With respect to the cause of SIADH, the patient had no history of central nervous system disorder or lung disease, and therefore drug-induced SIADH was considered. She had previously taken etizolam and rabeprazole for a few years without adverse reactions and was not currently taking any drugs known to potentially cause SIADH. Careful questioning revealed that she had started taking MK in April to relieve constipation. The patient stopped taking MK during hospitalization and after discharge. Following discharge, she did not restrict her water intake and refrained from taking MK. At 1 month after discharge, serum sodium level, urinary sodium excretion, plasma and urinary osmolality, and plasma ADH level had normalized (Table 1).

Table 1.
Click to view
Table 1. Changes in Biochemical Data ADH: Antidiuretic Hormone
 
Discussion▴Top 

The beneficial effects of MK on oxidative stress [7], natural killer cell activity [8], and breast cancer cells [6] have been suggested by previous studies, and no adverse effects of MK in human subjects have been reported to date. The present case is the first report of SIADH suspected of being induced by MK.

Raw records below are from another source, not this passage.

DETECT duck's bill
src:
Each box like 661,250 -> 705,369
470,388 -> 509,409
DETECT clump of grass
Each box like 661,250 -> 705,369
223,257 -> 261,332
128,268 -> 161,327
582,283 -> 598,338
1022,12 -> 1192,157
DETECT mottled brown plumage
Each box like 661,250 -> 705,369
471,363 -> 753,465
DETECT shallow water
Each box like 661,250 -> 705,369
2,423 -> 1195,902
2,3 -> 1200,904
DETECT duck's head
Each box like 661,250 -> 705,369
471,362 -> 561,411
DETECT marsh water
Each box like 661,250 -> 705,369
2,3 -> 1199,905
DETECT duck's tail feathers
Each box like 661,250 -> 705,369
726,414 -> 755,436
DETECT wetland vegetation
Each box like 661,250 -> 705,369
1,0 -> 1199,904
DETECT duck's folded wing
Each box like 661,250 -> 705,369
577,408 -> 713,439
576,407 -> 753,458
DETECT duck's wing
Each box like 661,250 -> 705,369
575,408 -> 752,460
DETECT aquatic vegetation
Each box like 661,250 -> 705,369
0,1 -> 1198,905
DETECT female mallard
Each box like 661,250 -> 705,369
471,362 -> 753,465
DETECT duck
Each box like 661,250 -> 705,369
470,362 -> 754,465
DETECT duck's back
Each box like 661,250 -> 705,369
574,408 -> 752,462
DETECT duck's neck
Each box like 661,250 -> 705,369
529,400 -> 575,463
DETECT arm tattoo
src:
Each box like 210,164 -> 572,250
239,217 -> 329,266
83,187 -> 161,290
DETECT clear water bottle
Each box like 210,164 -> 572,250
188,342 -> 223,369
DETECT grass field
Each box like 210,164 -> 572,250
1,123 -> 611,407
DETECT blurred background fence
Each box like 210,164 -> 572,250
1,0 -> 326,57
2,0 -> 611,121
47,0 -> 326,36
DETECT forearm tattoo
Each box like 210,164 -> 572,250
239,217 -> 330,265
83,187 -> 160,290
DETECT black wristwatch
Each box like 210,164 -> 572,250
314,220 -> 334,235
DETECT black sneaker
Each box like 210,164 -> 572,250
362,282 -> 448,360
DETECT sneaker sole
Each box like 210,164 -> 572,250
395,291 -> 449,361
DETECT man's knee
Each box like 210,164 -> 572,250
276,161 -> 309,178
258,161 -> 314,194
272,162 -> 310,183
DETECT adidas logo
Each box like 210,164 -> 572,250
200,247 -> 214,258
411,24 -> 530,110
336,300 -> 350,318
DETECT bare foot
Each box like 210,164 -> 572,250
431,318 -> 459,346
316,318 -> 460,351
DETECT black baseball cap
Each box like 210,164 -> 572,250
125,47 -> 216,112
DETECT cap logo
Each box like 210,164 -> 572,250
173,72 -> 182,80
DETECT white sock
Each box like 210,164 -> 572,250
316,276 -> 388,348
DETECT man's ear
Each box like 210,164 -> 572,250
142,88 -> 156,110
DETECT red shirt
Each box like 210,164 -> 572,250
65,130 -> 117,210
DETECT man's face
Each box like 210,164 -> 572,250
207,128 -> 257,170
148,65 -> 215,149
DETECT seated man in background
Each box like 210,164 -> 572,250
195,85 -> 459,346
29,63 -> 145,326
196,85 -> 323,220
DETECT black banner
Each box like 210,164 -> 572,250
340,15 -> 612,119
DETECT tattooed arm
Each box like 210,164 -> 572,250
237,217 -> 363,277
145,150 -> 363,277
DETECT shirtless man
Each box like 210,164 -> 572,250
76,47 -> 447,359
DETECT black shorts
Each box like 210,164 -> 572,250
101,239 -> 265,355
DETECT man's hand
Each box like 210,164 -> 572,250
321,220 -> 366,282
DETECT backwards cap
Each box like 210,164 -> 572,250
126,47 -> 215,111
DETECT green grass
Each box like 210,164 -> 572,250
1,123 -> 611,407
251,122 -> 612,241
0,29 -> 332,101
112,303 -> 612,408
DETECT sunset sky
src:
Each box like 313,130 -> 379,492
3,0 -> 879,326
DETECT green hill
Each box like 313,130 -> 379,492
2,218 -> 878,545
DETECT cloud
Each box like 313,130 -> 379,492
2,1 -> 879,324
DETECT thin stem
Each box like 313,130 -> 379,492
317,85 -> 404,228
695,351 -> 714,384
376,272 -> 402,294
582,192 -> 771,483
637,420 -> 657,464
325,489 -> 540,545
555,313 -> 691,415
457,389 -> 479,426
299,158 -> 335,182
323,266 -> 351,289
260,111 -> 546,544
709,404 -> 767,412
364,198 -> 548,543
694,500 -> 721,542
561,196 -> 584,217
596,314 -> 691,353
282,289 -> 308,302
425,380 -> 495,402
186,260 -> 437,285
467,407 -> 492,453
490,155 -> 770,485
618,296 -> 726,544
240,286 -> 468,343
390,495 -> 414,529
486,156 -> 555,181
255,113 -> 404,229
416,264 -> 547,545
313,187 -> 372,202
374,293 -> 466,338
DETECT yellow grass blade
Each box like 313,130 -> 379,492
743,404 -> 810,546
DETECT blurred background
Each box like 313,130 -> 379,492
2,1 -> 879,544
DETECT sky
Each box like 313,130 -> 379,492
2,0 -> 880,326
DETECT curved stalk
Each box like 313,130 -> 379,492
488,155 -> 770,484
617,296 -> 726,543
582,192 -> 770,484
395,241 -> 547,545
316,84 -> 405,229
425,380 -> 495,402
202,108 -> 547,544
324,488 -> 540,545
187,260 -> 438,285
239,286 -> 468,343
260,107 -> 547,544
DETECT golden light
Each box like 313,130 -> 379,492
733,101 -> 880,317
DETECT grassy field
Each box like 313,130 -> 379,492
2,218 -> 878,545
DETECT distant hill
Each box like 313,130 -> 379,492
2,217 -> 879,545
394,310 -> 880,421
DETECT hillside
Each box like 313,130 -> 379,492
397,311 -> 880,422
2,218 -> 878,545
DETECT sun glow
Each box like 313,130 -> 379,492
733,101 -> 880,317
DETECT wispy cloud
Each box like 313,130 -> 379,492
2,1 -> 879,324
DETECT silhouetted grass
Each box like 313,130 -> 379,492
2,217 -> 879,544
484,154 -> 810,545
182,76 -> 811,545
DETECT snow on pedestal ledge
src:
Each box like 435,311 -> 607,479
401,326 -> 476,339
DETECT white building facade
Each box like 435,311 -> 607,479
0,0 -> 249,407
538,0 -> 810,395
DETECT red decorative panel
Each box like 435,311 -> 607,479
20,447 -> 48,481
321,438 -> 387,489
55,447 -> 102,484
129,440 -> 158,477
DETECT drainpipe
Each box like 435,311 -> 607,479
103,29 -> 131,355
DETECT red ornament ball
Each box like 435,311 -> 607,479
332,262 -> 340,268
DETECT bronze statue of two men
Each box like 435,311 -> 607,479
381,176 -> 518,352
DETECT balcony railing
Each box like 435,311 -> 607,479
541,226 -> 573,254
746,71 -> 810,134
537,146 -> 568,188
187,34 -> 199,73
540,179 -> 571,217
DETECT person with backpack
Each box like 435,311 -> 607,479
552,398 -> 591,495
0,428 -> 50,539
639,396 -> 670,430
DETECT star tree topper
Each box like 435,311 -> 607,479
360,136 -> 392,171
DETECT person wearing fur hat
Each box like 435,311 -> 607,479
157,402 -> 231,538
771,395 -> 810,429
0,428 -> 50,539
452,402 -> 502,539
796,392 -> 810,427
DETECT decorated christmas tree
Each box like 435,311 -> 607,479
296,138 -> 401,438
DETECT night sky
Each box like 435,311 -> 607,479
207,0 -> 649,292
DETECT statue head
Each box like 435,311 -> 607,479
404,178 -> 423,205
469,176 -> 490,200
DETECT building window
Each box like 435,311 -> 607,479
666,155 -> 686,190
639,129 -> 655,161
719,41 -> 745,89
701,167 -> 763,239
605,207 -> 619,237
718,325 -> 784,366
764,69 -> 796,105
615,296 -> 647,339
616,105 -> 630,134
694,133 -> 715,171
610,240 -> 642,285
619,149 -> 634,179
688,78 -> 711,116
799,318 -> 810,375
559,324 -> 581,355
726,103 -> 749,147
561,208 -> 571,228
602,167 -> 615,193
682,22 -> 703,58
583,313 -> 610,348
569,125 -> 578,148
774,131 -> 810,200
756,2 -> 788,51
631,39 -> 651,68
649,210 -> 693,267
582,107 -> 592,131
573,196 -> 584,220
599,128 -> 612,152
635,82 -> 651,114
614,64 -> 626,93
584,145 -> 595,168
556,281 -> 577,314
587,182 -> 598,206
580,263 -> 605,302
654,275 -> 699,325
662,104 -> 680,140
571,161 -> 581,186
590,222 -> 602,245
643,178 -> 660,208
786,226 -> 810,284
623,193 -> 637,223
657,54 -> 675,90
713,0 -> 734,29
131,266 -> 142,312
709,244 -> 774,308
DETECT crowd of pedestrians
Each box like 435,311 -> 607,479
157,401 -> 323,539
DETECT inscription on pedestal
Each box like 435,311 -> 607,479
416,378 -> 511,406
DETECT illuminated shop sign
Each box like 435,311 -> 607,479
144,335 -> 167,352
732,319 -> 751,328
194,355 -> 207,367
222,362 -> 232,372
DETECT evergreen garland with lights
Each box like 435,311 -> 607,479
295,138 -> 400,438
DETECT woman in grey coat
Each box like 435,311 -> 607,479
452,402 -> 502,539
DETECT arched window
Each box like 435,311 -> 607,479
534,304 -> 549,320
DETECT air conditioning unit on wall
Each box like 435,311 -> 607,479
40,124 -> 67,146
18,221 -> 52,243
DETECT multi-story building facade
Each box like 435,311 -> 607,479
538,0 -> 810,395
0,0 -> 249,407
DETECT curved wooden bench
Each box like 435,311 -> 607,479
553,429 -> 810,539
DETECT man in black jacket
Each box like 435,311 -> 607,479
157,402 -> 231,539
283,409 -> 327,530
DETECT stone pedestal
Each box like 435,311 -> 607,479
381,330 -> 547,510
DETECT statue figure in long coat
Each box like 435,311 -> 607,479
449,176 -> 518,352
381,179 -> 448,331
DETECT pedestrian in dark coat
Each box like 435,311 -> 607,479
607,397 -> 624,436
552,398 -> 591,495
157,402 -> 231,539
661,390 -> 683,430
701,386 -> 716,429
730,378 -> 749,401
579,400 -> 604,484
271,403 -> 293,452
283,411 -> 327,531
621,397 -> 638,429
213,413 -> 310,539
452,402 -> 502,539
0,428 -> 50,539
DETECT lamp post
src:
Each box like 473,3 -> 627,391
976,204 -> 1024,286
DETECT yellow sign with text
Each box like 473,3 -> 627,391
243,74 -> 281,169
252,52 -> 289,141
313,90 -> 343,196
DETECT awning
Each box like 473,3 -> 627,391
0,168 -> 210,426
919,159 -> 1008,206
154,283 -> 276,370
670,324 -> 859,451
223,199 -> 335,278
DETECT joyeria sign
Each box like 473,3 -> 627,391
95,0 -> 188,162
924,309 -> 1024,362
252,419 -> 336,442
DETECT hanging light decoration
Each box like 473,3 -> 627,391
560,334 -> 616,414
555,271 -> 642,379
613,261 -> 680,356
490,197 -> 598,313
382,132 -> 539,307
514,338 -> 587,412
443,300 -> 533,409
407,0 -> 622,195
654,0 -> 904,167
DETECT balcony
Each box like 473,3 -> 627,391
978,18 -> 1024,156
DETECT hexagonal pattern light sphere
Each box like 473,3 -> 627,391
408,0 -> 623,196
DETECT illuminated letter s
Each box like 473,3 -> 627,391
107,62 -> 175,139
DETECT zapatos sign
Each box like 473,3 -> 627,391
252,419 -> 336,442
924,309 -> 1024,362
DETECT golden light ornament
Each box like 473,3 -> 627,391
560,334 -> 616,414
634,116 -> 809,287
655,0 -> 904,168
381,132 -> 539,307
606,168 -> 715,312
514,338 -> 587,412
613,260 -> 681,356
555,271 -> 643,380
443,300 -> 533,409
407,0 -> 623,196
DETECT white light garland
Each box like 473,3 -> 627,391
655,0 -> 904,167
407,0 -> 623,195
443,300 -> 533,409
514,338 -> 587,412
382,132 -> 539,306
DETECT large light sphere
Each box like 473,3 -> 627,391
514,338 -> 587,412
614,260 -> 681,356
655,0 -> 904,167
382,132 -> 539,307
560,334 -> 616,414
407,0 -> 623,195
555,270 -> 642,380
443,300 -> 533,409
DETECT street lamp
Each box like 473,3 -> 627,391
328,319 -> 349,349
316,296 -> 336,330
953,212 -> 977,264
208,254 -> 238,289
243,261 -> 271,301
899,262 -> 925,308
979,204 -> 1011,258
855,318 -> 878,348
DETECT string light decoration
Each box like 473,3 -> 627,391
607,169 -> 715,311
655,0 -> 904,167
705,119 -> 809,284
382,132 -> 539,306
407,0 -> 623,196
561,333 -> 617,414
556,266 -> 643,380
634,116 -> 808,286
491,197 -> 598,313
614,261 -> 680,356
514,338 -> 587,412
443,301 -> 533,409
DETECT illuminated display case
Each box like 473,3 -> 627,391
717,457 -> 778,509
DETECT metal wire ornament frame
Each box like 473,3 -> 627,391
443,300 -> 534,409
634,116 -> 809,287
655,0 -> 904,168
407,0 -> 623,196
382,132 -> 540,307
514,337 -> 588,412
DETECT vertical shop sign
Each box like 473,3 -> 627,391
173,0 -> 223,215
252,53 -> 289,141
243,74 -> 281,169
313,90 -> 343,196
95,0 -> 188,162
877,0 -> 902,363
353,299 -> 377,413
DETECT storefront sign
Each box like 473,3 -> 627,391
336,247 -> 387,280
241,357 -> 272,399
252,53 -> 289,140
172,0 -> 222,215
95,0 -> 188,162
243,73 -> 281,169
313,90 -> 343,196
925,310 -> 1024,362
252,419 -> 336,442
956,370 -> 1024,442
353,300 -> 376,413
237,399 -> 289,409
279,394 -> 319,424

Drug-induced SIADH can sometimes be clinically asymptomatic and remain underdiagnosed. Drug-induced hyponatremia can be caused by a variety of drugs and can reach an incidence of 5-14% [4]. The present patient took a particular formulation of MK different from the standard MK product, namely, Manda Koso plus on® that has added ginger. This suggests that ginger may have been responsible for causing SIADH in this patient, and the mechanism could be explained as follows. Ginger suppresses prostaglandin synthesis through the inhibition of cyclooxygenase-1 and cyclooxygenase-2, identical to the pharmacological action of NSAIDs [9]. NSAIDs enhance endogenous ADH action by blocking prostaglandin synthesis [10], and it is this blocking of prostaglandin synthesis that is thought to be the pathogenic mechanism of NSAID-induced SIADH. Furthermore, in a randomized control trial, ginger significantly reduced prostaglandin E2 (PGE2) level compared with placebo [11]. PGE2 directly inhibits salt and water absorption [12], and a decreased PGE2 level due to excessive ginger intake could cause SIADH. Investigations should be made to examine whether consuming a natural fermented food product including ginger can induce SIADH and if a dose-response relationship exists between ginger intake and the incidence rate of SIADH.

Competing Interests

The author declares that he has no competing interests.